Ellen Roseman had an article recently about a fellow with a visual impairment that ordered some speakers from their online store on sale, only to find out that the sale price was an “error”. Even though the speakers hadn’t shipped yet, they wouldn’t cancel the order, and told him that he had to return them in store in person, or ship them back at his expense. Then, when he called to complain about how difficult that would be for him, they told him to respond in writing.
Using her gift, Ellen helped get this particular issue resolved, and Future Shop has “noted a change to procedure for the call centre that would have escalated Mr. Klupsas’ case to a senior member of our escalations team, in order to determine a solution for the return based on accommodating his disability.”
This is entirely unsatisfactory in my eyes. How did it ever become policy that as a result of their pricing error, the customer has to ship the item back at their expense? Making an exception for people with disabilities in the call centre response tree is not getting to the root of the problem.
John Hempton said it best: “In many cases, the processes are as important as the outcome. Indeed, they are more important.” These processes need to be set up to encourage their employees and their organization to behave in ways that produce desirable outcomes. This sort of policy encourages pricing errors as a sales technique: slash prices, get people to buy the item, ship the item, then say “Whoops, that was a mistake” and force people to either return the item at their expense, or pay the full price. How many people do you need to trick into paying full price this way to make up for the shipping costs (and complaints line staff time) for the orders that do get shipped back?
Indeed, price errors appear endemic at Future Shop. From what I’ve observed I’d say that about 99.99% of their price changes execute properly — which sounds decent until you realize that that still leaves them with several major screwups per year. At what point does it go from a series of unfortunate errors to a strategy? Loblaws does even more prices changes per week than FS, yet has fewer pricing errors — and when they do screw up, they follow the scanning code of practice, so you still get your deal (or if the price error works against you, up to $10 off your misscanned item). In fact, Future Shop is a member of the voluntary organization that implemented the scanning code of practice, but doesn’t seem to feel the need to uphold their principle to “Visibly demonstrate retailer commitment to price accuracy” when it comes to their online store.
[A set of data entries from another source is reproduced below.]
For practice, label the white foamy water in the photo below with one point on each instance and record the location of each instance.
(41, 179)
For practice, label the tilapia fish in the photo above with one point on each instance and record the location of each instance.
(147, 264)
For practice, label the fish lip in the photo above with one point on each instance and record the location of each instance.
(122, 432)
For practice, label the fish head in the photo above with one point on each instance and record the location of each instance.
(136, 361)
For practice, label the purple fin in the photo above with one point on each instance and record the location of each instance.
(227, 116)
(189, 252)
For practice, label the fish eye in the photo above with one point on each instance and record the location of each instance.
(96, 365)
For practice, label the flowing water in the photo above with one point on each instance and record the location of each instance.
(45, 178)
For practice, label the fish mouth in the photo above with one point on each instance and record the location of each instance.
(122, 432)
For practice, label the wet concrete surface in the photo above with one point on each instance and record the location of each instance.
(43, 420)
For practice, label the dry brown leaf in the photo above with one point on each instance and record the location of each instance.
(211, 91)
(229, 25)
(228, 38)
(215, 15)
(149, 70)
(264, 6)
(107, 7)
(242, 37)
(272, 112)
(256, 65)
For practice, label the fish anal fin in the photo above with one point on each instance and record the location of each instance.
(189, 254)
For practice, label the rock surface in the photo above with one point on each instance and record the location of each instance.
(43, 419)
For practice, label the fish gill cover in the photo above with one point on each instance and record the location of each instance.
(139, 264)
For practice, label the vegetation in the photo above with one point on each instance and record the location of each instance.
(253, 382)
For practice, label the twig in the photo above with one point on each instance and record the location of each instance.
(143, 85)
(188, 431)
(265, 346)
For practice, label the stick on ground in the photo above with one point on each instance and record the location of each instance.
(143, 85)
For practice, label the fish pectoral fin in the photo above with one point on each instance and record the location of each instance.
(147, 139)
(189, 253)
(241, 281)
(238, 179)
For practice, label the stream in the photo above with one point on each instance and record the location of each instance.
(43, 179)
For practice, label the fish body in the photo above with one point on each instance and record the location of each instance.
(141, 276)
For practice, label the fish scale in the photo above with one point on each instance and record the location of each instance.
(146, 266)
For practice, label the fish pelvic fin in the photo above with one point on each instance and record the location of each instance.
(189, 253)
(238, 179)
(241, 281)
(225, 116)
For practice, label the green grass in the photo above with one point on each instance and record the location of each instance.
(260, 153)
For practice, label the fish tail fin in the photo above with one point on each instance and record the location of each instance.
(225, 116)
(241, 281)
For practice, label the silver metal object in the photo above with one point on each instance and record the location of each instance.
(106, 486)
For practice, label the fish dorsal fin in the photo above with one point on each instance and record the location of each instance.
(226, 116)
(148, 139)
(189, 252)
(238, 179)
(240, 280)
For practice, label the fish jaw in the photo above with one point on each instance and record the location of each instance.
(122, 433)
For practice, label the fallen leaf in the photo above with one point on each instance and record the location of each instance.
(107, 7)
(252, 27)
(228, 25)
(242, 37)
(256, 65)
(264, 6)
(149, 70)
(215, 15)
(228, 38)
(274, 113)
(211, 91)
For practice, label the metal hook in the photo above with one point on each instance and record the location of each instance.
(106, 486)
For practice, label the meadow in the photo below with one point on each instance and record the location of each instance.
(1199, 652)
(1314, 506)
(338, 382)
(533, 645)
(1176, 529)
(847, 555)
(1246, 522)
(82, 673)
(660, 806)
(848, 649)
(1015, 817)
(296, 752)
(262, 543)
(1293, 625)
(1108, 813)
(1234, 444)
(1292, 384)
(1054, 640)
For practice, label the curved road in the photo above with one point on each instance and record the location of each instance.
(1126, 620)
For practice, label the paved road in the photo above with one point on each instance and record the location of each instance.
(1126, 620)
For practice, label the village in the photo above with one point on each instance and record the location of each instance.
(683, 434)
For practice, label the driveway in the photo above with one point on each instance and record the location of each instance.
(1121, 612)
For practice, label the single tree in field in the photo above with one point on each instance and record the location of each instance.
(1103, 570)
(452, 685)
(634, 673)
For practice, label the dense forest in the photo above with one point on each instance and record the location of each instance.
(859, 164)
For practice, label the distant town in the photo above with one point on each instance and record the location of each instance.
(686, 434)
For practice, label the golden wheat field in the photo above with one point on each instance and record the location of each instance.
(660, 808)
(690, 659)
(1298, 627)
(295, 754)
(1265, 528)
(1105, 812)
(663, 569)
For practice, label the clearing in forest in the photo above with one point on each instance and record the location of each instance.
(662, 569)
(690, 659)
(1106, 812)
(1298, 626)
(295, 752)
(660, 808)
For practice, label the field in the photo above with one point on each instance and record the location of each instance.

How automated is their online store, anyway? Is there a person who checks each order, akin to a cashier, before the confirmation email goes out? If not, why not? It’s not like the online prices are that much better than in-store, so the overhead should be there to hire that sort of person; it shouldn’t be very expensive, and it may pay them back in catching SNAFUs like this before they get out of hand. I mean, their entire online system isn’t automatic — there are all the phone reps, and someone has to be packaging and shipping in the warehouse, it can’t all be robotic yet (and if it is, I want to see it).
So, what policies can we set up that will demonstrate FS has a commitment to customer service, and not in being that sleazy guy who tries to change the price after the checkout is done, yet at the same time protects them from potentially having to sell two hundred Xboxes at a loss? What rules will align everyone’s interest? After all, the focus is on these sorts of structural problems after the financial meltdown.
Well, first off, you want to remove any way for them to profit from purposefully making price errors. So, remove the need for the customer to return the item at their expense. Since shipping is not instantaneous, refusing to sign should be enough (and again, I don’t know why Mr. Klupsas’ case was allowed to get as far as it did, regardless of his disability). And since shipping is not instantaneous, and your order confirmation is not (or shouldn’t be) instantaneous, there should only be so much opportunity for FS (or any online retailer) to renege on the deal. Someone over there should check the order before the confirmation is issued, and at that point, they’re locked in (if not, is it really a confirmation?). If a mistake is noticed, then the policy should be similar to the SCoP for bricks-and-mortar stores, but modified to fit FS’s big-ticket merchandise: you get the item at the mistaken price (assuming the price is lower than it should have been) or at cost, whichever is higher. Determining cost will have to be on the honour system, but the idea is to find that balance where FS doesn’t go bankrupt because they have fat fingers on the price change keypad, yet where they also don’t make money from screwing customers with bait-and-switch price errors.